Auf der Flucht: Eine persönliche Annäherung an das 20. Jahrhundert

Alexander Osang erzählt in seinem neuen Roman eine Familiengeschichte des 20. Jahrhunderts. Dabei verfolgt er auch seine eigene Herkunft bis in eine kleine Stadt in Russland.

Osang

Jelena ist gerade einmal zwei Jahre alt, als ihr Vater wegen seines revolutionären Engagements in der kleinen russischen Stadt Gorbatow, 400 Kilometer von Moskau entfernt, ermordet wird. Um nicht dasselbe Schicksal zu erleiden, flieht ihre Mutter mit ihr und dem älteren Bruder in die Kaufmannsstadt Nischnij Nowgorod. Und das wird nicht die einzige Flucht bleiben, die Jelena in ihrem Leben durchmachen muss. Es verschlägt sie, nachdem sie den deutschen Textilunternehmer Robert Silber heiratet, auch noch nach St. Petersburg, nach Moskau und später nach Schlesien, bis sie schließlich in Berlin in einem Altersheim landet. 

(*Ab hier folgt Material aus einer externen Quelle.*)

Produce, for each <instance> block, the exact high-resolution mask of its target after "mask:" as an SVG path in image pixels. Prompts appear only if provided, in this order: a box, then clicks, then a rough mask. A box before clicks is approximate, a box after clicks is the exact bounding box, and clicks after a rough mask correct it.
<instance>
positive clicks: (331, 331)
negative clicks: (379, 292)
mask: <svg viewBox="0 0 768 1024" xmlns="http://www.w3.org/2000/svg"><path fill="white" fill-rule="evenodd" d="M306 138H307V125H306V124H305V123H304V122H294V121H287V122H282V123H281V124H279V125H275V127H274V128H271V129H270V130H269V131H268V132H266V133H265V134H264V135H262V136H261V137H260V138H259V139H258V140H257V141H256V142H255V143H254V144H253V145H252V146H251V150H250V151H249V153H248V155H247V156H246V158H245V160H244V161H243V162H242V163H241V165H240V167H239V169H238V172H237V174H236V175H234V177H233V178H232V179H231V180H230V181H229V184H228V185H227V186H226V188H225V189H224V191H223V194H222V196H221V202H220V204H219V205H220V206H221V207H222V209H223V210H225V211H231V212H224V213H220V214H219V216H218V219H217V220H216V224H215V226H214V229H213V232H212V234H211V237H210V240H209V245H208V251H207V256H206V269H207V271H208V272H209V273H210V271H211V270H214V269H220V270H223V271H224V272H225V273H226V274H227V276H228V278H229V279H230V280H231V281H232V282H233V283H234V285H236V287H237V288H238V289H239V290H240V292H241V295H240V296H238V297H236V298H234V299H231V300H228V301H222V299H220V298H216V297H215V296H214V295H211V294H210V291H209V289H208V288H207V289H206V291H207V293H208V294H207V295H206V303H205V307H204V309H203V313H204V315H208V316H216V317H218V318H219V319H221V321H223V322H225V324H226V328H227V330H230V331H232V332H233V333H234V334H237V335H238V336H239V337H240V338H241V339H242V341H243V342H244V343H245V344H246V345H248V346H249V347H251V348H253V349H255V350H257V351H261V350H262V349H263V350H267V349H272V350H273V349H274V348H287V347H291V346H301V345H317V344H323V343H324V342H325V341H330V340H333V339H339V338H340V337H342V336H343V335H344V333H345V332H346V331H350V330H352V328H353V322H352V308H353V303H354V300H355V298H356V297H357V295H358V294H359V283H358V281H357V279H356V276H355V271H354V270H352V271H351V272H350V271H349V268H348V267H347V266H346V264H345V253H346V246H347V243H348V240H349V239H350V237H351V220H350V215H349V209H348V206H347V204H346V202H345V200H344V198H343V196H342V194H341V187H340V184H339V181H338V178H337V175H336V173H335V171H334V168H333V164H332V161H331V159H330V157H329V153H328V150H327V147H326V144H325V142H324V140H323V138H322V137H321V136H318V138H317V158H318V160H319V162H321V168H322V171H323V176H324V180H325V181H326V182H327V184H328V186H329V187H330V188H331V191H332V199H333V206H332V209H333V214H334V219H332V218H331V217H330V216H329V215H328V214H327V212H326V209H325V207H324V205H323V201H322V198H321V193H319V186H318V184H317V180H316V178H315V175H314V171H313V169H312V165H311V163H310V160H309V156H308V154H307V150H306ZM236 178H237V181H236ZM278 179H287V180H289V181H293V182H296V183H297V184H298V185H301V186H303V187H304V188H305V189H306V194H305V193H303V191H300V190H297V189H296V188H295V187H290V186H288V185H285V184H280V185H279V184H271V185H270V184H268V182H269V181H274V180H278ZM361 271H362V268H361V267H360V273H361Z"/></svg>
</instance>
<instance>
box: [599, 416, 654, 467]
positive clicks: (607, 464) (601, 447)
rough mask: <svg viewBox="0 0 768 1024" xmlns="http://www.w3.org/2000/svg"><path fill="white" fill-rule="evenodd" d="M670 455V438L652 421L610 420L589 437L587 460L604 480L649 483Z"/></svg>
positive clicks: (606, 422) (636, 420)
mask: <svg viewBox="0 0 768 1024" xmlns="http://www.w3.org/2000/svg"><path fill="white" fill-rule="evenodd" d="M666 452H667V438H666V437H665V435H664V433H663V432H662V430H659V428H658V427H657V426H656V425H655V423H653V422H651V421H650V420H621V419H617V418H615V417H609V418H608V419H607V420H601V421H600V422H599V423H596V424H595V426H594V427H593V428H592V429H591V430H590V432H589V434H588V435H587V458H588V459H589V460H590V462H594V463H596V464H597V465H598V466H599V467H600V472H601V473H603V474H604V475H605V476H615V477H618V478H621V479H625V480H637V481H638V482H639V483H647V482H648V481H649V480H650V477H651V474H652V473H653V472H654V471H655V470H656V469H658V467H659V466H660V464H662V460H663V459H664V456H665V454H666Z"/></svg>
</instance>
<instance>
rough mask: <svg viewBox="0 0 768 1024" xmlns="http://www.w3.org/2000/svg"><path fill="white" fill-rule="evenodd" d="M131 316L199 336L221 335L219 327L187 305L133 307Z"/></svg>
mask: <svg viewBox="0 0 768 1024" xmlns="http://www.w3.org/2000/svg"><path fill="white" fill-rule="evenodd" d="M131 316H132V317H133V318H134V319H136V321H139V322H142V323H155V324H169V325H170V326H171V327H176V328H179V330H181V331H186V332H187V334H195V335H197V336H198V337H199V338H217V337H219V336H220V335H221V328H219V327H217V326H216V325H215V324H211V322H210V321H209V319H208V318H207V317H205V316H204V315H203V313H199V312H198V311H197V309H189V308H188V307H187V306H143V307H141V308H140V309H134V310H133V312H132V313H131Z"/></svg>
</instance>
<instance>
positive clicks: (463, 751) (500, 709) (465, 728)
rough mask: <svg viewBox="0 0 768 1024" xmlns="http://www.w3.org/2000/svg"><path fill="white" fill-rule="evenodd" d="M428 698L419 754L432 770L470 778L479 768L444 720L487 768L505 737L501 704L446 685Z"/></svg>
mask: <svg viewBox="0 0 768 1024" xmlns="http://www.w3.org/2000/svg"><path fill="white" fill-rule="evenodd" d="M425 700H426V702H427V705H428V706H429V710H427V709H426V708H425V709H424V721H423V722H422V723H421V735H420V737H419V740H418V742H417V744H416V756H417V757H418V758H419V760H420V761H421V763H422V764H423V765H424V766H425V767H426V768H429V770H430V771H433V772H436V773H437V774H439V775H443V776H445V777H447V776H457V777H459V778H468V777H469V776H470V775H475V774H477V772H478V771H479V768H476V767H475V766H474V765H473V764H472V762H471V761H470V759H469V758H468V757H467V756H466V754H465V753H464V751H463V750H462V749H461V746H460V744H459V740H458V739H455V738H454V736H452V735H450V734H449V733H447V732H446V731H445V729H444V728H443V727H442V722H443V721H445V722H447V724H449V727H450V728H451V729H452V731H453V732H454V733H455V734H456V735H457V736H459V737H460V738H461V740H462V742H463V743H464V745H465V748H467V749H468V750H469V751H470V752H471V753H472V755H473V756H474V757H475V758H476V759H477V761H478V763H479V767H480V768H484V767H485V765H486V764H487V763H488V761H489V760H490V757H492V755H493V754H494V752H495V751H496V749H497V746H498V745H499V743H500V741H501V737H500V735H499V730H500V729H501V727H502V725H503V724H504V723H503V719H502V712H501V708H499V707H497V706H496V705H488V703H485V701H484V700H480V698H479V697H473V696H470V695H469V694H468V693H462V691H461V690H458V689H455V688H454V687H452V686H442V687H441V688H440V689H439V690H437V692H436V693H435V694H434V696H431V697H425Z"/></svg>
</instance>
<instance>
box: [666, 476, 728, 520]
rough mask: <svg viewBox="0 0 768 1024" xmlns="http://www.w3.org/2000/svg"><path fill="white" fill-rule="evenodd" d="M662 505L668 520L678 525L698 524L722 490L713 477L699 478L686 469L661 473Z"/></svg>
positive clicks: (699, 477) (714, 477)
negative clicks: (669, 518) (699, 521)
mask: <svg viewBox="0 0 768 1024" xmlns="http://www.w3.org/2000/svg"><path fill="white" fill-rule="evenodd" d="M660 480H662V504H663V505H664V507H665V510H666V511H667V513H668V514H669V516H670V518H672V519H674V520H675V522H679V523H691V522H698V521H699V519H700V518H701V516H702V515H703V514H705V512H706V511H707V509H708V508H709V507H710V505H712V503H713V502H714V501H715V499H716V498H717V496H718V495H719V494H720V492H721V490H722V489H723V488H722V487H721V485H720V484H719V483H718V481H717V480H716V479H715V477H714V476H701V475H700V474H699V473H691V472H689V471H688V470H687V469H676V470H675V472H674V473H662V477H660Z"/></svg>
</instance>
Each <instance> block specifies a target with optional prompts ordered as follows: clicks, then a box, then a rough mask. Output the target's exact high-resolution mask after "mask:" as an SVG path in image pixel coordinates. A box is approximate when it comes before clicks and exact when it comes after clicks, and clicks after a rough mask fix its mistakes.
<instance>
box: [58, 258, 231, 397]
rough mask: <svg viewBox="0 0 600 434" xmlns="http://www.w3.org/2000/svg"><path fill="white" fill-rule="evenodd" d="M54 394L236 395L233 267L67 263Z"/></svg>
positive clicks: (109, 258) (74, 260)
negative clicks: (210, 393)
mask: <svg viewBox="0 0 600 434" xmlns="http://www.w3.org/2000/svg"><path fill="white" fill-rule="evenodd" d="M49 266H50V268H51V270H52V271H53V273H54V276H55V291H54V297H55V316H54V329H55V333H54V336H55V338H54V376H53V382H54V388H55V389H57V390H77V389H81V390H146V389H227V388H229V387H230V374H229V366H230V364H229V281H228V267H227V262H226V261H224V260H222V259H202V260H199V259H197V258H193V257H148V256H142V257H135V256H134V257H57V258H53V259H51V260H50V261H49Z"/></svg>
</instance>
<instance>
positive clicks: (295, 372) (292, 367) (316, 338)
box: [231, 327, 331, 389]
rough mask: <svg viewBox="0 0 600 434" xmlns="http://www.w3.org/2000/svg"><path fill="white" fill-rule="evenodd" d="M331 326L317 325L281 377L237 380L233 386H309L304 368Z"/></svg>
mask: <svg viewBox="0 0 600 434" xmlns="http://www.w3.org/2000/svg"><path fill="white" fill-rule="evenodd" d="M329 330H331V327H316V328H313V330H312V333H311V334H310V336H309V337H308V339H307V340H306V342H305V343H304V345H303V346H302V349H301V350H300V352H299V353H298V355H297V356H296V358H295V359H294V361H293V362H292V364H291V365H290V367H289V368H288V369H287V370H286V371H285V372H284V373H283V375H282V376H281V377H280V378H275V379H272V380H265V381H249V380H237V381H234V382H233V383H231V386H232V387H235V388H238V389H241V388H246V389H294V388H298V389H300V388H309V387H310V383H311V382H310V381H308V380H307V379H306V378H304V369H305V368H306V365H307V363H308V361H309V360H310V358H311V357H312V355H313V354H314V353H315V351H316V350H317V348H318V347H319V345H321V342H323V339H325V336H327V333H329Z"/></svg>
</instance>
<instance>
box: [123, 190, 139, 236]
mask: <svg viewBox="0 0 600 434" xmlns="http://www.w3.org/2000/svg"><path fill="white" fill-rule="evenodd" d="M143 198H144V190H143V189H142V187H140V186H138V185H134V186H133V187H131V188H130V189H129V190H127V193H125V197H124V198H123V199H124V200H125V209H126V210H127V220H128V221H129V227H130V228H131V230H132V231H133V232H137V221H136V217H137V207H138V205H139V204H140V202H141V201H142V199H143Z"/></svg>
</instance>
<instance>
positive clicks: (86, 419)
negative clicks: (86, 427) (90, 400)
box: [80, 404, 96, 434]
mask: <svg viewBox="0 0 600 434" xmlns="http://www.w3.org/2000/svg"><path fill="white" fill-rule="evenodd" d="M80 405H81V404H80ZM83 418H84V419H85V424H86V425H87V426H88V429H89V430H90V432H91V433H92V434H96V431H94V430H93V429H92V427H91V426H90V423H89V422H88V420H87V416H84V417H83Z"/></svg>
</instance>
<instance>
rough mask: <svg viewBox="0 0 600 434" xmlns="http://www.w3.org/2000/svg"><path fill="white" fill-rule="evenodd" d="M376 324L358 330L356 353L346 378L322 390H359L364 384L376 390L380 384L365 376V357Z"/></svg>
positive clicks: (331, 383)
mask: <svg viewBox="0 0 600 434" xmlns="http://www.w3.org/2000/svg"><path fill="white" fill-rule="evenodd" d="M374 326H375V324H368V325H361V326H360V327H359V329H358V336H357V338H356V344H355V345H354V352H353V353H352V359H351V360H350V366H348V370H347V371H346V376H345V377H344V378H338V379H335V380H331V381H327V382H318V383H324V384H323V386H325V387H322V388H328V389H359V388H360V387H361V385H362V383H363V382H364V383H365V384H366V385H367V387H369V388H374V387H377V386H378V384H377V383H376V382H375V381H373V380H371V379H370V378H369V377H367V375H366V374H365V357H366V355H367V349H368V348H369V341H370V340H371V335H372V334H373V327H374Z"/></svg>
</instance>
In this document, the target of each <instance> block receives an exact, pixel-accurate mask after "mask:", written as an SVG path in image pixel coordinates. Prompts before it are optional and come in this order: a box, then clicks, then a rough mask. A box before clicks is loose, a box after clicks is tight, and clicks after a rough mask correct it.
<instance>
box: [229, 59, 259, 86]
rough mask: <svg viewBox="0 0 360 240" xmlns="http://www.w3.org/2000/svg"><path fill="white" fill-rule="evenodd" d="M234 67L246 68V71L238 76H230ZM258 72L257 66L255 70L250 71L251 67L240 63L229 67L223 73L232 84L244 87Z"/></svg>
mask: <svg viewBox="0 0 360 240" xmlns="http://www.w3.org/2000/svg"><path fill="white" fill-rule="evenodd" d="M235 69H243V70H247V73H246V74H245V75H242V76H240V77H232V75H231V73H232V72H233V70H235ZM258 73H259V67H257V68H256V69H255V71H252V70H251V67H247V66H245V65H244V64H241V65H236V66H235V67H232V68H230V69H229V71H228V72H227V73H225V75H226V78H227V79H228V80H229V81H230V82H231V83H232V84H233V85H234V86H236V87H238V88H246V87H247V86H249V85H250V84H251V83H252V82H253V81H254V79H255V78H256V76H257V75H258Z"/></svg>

Alexander Osangs stark autobiografisch gefärbter Familienroman „Die Leben der Elena Silber“ bewegt sich auf verschiedenen Erzählebenen. Er beginnt 1905 in der kleinsten Stadt Russlands und kommt über mehrere Stationen den Bürgerkrieg in Russland, den Zweiten Weltkrieg, die Flucht aus Niederschlesien, die Jahre in der DDR – schließlich 2017 in Berlin-Pankow an. Jelena ist die Mutter aller Familienmythen, die Osang auf spannenden sechshundert Seiten ausbreitet.

In einem Interview mit dem Deutschlandfunk sagte er, dass vieles, was er mit sich rumschleppe, die eigenen Dämonen und Selbstzweifel, mit den Erfahrungen zu tun habe, die Generationen vor ihm gemacht haben. Geschickt verwebt er Jelenas Geschichte mit der ihres Enkels Konstantin, einem 43-jährigen Filmemacher, in dem der Leser unschwer den Autor selbst erkennen kann.

Eine Familiengeschichte zwischen Russland und Deutschland

Konstantin steht vor der unangenehmen Aufgabe, seinen Vater in eben jenes Altersheim zu bringen, in dem schon Jelena ihre letzten Jahre verbrachte. Konstantin ist eine Art ewiges Wunderkind, jedenfalls hält ihn seine Mutter, Jelenas Tochter, dafür. Und wie belastend solche mütterlichen Erwartungen sein können, weiß er nur zu gut.

Sie wirft ihm vor, das Thema seines künstlerischen Schaffens nicht zu finden, also erzählt sie ihm ihre Geschichte. Als guter Sohn beginnt sich Konstantin nun für die gesamte Familiengeschichte zu interessieren, bis er sich schließlich auf die Reise nach Russland macht. Vielleicht ist es der Stoff für einen neuen Film, und vielleicht hilft ihm das auch, sich selbst zu verstehen, nachdem es mit seinen Psychotherapiestunden nicht so richtig weitergeht.

Der mit vielen Preisen ausgezeichnete „Spiegel“-Reporter und Schriftsteller Alexander Osang begibt sich in seinem Roman, der auf der Longlist des diesjährigen Deutschen Buchpreises steht, auf eine lange Suche. Eine Suche, die allerdings nicht auf alle Fragen Antworten liefert: Ist Jelenas Ehemann Robert Silber tatsächlich am Ende des Krieges einfach mit dem Familienschmuck geflohen oder wurde er umgebracht? Wie tief war er in das Regime verstrickt? Und was ist mit Jelenas älterem Bruder geschehen?

Eine lange Suche und wenige Antworten

Gegenüber den pragmatischen und starken Frauen, die fürs Überleben sorgen, schneiden die männlichen Exemplare der Familie unterdurchschnittlich ab. Sie treiben mehr dahin oder vielmehr verschwinden sie allmählich. So wie Jelenas Ehemann, der sich angeblich nach Berlin begibt und nie mehr auftaucht. Oder wie Konstantins Vater, der sich immer wieder aus dem Familienleben ausklinkt und als Tierfilmer in die Wildnis aufbricht.

Auch Konstantin selbst ist sowohl beruflich als auch privat gescheitert. Was ihm bleibt, ist der Gang in die Vergangenheit. Der soll ihm die nötige Klarheit bringen. Doch die Vergangenheit in diesem Roman ist schwer und belastend, dagegen kommt die Gegenwart doch viel unbeschwerter und lockerer daher. Will uns Osang damit sagen, dass der Blick in die Vergangenheit am Ende doch ohne Bedeutung ist, oder besser: ohne Bedeutung sein sollte? Lebe dein eigenes Leben, im Hier und Jetzt.